Each week during the college football season, Mel Kiper and Todd McShay kick off the week by settling a debate, and then look at emerging NFL prospects and peek ahead to next week.
Mel Kiper: It has been 693 days since Ohio State lost a football game. They've been discounted by the polls as a true threat to either Alabama or Florida State in large part because of the questions about competition, and by an extension of that, the degree with which they dominate that competition.
But there's a point where you have to step back and consider the significance of what it means to just never lose football games, especially when it's so common to see really good teams beaten on the road in conference. Ask Stanford; ask Oregon; ask Florida State last year; ask Alabama last year; ask Baylor this week.
And when Urban Meyer takes issue with the BCS, instead of pointing out the flaws in his team, you may want to put yourself in his shoes. He's in a major conference, he keeps winning games in mostly dominating fashion, and yet he's essentially left to defend his team. What do you have to defend about never losing, and beating opponents by 30-plus points on average? Well, plenty, it seems. And while I have Florida State and Alabama just ahead of Ohio State right now in terms of where I'd rank them, there are a few reasons OSU has legit beef with being left out of all the title projections so far:
1. They've dealt with some adversity in terms of personnel. Carlos Hyde was out at the beginning of the season. Braxton Miller missed time, and even when he came back, he was clearly limited. If you saw Miller play at Northwestern -- a game critics will point to as a night where OSU wasn't dominant enough -- it's clear you weren't seeing him at 100 percent. Meyer probably feels his team is just starting to reach its potential.

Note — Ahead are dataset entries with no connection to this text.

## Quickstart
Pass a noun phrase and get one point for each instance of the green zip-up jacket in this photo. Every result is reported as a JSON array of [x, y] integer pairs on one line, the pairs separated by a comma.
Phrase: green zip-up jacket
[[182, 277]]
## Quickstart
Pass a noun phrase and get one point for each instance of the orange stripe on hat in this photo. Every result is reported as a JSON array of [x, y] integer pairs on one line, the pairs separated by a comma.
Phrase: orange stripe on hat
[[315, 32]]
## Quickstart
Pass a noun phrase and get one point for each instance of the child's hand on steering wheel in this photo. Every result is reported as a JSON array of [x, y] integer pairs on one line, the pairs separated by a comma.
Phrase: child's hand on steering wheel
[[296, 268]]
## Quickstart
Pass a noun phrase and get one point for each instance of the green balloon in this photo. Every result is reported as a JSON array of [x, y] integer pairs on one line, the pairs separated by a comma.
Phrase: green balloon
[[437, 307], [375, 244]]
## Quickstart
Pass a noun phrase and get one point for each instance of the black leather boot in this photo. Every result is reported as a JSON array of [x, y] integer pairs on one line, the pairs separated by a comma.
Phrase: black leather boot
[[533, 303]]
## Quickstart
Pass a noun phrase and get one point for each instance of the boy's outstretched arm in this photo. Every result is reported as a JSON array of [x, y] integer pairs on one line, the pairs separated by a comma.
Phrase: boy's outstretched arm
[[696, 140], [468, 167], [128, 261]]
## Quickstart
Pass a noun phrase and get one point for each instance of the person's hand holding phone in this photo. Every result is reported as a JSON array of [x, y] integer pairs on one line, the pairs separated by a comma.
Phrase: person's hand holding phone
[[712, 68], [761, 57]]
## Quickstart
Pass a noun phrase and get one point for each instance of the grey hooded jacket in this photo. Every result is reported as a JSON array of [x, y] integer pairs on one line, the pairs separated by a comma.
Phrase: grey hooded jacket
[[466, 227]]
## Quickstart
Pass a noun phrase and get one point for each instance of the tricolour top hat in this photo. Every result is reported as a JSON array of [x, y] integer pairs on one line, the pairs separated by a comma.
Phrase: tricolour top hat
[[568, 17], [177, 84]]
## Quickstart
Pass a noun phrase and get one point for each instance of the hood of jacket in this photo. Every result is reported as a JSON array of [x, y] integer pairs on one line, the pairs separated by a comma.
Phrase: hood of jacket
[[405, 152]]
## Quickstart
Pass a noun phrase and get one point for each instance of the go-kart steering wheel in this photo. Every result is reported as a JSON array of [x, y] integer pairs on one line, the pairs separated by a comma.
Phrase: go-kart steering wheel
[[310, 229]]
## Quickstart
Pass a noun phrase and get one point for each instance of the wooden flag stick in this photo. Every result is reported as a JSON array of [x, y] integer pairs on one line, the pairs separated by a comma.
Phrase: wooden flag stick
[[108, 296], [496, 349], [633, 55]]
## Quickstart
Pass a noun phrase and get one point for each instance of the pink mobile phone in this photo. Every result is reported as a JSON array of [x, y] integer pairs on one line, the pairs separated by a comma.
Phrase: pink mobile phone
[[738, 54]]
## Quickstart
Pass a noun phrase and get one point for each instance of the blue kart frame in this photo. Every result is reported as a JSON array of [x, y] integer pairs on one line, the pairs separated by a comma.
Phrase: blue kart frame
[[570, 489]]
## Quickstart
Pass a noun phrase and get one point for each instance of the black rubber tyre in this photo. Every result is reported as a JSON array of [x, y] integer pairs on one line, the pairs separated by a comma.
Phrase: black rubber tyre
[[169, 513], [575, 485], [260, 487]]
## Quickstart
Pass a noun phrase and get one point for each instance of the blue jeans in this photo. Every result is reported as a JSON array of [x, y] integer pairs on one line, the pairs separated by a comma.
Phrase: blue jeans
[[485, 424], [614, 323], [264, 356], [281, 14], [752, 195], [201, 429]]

2. The defense is young and could get better. The Buckeyes have gotten big contributions from true freshman Joey Bosa, sophomore linemen Noah Spence and Adolphus Washington, sophomore LB Joshua Perry and even freshman DB Tyvis Powell. Defense had been an issue earlier this season, something you could expect after losing seven starters from last season, but it's a unit that has gotten better, and I'm sure Meyer would relish the chance to work with them for another month-plus to see where they could be by the time they played a Bama or FSU.
3. Strength of schedule isn't something you can completely control. How could OSU have assumed the Big Ten would do them no favors at all? When you play in a good conference, with a conference title game at the end, going out of your way to schedule out of conference wouldn't seem necessary. OSU has been unlucky with Cal being so bad, Penn State being down and now with Michigan clearly in a tailspin. We like to knock schedules, but when you play in the Big Ten, it's pretty hard to assume you'd have so few opportunities to show off against good competition.
I'm not saying Ohio State is clearly at the same level of FSU or Bama right now. But it's hard to blame them for wanting a shot to prove it. After all, the last time they were big underdogs in a BCS title game, they won it.